Пеструнов провел пальцем по щекам. Он и вправду плакал. Но не от грусти.
– Все хорошо, – ответил Славка. – У нас все?
– Да, мне пора на работу возвращаться.
Они с Григорием вышли на улицу, где Слава вновь заметил Любу. Она разговаривала с двумя девочками помладше. Крестный оставил его, и Пеструнов незамедлительно приблизился к девчонкам.
– Привет, – с широкой улыбкой поздоровался он, вставая рядом и вальяжно опираясь о ворота.
Но Люба и не собиралась с ним говорить. Она усмехнулась, помахала девочкам и упорхнула. Слава, словно тянутый за веревочку, проследил за ней, не особо таясь, и добрался до внутреннего дворика церкви. Там был обустроен сад, огород.
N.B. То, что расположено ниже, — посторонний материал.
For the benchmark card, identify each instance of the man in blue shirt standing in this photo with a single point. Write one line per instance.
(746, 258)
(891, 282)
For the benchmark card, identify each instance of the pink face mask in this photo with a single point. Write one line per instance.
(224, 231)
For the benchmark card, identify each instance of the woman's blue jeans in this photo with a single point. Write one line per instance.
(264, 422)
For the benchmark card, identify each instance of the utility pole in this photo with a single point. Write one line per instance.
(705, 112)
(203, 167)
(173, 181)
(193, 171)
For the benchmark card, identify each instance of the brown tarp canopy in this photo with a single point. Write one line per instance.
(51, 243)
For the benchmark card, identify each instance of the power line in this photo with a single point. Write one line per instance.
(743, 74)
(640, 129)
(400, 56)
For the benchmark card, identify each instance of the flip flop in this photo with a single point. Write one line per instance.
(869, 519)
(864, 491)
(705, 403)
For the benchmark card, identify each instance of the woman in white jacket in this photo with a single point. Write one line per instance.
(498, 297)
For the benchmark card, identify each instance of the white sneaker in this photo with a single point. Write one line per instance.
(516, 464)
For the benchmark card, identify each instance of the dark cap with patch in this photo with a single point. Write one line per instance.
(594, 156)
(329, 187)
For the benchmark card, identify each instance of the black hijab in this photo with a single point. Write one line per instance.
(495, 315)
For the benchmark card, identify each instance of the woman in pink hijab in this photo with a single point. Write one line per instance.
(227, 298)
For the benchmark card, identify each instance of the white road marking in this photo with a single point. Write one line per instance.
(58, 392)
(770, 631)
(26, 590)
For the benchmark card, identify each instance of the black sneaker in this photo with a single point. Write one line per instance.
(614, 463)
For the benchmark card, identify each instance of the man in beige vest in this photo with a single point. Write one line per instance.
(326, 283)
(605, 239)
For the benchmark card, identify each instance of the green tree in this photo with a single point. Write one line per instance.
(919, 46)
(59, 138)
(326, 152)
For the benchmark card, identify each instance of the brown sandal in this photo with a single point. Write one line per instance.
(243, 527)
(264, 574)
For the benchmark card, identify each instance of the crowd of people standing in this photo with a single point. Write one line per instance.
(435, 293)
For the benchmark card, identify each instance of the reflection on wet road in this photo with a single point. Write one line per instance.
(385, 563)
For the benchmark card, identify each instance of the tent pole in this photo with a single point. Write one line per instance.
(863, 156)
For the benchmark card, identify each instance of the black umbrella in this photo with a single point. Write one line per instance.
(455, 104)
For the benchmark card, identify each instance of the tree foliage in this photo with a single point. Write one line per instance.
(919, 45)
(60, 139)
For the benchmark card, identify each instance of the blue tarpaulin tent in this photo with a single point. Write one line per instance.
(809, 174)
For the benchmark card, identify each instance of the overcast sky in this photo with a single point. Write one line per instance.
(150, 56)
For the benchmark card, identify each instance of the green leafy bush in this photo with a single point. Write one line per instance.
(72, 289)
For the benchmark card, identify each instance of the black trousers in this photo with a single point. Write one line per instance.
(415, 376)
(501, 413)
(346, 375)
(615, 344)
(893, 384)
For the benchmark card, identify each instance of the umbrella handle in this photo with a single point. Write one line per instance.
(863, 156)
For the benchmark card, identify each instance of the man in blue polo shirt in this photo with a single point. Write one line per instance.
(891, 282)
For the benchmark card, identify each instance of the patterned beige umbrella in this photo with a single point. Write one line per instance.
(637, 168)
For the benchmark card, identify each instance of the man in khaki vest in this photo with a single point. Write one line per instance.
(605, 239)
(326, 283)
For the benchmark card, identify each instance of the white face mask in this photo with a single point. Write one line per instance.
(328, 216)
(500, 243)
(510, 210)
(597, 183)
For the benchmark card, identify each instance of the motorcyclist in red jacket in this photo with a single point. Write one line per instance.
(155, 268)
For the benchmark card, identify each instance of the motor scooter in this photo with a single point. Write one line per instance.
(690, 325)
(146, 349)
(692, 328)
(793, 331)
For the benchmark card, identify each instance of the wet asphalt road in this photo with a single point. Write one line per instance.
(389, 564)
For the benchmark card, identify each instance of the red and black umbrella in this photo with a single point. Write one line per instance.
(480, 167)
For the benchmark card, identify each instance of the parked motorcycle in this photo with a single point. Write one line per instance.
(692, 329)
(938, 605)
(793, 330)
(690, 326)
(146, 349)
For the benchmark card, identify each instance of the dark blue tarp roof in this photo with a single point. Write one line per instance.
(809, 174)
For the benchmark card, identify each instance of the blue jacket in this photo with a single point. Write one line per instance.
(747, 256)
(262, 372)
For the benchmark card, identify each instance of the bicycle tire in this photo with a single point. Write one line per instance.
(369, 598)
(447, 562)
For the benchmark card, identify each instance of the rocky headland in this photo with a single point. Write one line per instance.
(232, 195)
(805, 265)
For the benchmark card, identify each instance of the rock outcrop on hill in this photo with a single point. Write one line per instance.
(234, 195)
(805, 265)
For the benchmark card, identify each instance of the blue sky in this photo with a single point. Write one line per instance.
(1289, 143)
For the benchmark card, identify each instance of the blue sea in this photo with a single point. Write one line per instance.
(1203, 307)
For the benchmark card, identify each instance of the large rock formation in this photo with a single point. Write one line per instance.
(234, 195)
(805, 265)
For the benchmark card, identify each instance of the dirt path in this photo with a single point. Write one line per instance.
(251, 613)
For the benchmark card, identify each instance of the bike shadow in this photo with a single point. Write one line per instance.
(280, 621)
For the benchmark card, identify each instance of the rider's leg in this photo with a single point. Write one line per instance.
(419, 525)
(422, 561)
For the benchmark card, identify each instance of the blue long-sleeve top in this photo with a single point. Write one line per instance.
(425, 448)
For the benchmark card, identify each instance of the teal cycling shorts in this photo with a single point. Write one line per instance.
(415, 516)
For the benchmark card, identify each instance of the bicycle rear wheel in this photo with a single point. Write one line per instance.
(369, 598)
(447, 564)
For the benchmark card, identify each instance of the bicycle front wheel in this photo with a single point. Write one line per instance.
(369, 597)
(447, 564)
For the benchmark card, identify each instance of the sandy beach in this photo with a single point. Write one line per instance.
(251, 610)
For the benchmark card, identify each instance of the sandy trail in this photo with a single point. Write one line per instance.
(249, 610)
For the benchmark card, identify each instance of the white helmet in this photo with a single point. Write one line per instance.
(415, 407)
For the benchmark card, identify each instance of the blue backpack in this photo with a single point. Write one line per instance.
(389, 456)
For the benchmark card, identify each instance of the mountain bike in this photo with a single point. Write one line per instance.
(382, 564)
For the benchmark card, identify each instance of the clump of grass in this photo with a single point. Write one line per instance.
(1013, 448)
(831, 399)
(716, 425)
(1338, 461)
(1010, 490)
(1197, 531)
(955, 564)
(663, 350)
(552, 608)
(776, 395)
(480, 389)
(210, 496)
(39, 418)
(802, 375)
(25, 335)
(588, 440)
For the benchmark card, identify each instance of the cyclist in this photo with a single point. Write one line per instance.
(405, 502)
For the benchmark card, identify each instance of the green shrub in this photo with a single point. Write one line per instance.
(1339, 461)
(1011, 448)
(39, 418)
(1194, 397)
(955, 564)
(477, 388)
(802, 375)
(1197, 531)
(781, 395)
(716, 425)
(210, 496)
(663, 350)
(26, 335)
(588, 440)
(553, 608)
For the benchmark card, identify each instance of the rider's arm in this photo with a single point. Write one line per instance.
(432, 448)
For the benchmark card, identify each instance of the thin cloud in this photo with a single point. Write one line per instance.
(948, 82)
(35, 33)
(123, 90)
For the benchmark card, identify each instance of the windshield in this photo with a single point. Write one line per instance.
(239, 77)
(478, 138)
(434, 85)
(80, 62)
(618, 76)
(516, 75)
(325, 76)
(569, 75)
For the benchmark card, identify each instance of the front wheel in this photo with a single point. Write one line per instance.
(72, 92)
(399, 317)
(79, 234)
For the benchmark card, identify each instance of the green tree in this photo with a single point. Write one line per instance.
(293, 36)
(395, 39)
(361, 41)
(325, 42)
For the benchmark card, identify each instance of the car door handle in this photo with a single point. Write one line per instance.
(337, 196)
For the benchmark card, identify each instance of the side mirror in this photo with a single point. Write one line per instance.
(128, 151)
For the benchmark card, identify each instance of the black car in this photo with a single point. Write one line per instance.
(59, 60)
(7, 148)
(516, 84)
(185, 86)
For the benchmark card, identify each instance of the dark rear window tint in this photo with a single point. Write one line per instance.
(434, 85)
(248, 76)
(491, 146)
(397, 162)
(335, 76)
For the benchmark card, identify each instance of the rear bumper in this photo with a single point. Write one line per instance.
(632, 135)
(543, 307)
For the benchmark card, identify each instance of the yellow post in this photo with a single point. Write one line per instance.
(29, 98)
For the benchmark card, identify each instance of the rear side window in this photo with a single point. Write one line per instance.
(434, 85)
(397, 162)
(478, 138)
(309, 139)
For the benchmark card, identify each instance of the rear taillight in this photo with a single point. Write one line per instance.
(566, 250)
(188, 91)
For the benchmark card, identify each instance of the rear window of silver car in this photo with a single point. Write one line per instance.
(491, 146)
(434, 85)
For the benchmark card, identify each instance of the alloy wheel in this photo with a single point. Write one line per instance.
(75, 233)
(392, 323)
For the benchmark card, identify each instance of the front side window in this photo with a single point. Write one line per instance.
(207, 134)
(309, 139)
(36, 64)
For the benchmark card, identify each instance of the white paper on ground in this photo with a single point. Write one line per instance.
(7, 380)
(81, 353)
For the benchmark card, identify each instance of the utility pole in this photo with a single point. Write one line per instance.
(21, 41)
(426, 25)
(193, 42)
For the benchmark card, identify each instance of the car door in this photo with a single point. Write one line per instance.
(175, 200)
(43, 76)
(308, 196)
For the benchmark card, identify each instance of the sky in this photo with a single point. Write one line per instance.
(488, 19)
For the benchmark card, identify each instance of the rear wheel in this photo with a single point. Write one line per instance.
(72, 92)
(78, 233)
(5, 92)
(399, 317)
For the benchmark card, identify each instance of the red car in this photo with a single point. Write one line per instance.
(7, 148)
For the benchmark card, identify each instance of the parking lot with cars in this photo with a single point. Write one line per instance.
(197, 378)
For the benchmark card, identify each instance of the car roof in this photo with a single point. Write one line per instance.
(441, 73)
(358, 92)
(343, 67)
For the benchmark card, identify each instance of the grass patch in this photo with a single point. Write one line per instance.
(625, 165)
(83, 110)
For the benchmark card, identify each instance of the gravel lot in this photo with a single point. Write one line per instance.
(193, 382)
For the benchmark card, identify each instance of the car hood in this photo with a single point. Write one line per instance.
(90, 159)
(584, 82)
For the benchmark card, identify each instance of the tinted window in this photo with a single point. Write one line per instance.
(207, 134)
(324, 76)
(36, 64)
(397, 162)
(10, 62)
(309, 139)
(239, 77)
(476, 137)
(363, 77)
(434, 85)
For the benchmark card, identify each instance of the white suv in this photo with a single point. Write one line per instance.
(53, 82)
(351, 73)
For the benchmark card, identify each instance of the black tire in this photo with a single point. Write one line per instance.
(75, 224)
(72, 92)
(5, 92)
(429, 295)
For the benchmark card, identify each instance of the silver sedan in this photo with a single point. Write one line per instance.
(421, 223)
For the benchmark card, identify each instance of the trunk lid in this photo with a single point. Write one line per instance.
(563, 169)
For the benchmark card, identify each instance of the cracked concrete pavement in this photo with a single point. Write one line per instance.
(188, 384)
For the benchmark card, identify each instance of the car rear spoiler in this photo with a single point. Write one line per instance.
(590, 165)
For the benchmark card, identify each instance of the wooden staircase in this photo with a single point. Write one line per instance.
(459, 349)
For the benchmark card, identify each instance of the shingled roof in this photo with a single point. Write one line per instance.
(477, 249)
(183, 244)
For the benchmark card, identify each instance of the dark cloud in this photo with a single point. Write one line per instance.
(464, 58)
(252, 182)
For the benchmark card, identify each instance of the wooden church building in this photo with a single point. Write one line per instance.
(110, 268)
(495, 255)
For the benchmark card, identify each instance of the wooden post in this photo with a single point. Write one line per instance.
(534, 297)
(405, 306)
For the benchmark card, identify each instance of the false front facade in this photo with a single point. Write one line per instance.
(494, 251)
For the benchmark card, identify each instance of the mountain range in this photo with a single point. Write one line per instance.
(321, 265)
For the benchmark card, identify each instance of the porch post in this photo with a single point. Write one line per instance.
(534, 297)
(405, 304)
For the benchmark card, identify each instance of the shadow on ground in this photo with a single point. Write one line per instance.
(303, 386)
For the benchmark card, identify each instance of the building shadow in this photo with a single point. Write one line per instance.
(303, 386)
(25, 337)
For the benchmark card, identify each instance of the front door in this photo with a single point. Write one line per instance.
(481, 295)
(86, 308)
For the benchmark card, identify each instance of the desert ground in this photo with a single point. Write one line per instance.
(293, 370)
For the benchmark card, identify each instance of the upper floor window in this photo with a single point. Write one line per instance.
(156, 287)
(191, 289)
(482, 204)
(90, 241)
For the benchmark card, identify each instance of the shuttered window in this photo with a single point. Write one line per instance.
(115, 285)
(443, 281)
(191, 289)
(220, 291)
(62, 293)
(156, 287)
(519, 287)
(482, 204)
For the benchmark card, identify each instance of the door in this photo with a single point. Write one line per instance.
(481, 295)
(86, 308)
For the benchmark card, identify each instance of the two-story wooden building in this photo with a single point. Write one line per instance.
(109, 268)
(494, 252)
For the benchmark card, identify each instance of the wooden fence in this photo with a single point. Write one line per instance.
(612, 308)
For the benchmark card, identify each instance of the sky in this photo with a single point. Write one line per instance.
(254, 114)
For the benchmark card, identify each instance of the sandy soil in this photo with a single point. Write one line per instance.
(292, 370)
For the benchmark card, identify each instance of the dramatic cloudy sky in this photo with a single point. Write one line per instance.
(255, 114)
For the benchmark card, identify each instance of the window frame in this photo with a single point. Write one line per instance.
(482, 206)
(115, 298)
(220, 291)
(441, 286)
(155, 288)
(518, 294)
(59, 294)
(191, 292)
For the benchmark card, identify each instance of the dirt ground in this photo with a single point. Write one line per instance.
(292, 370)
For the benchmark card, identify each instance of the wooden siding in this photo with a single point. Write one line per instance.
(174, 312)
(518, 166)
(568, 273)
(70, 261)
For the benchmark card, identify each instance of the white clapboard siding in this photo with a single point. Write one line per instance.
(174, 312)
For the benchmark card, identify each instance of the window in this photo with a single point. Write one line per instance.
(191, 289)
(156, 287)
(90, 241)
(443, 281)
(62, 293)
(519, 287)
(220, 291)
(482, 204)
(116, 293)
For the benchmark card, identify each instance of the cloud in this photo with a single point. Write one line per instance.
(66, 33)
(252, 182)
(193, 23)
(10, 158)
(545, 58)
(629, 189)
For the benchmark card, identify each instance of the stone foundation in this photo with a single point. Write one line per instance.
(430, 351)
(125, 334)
В клумбах распускались первые цветы. С ними и возился отец Борис. Любка устроилась рядом с ним. Пеструнов повздыхал и оставил их – что тут было поделать?
Тем временем, отец Борис пребывал в замешательстве. Бунт нуждающихся во время раздачи пищи напугал его. И к Вячеславу тоже пока не знал, как относиться – как к спасителю или смутьяну? Из равновесия священник был выведен, и ему было важно заняться тем, что успокоило бы его. Вот батюшка и устроился в саду. А потом вдруг заметил подле себя Любу – еще одну возмутительницу его спокойствия. Она взялась обрезать яблоню. Он старался не замечать ее, забыть те страшные слова, что выкрикнул девушке, и ему отчасти удавалось это. Хотя уже и не чувствовал раздражения от Любиного присутствия, да и она перестала быть навязывающейся. Словом, момента для извинений лучше и не найти.
– Простите мне мою грубость. Знаю, я должен был сказать это еще три недели назад…
– Я не злюсь и не обижаюсь на вас, батюшка, – ответила Люба.
– Нельзя было сравнивать вас с демоном, это недопустимо, – отчитывал сам себя отец Борис.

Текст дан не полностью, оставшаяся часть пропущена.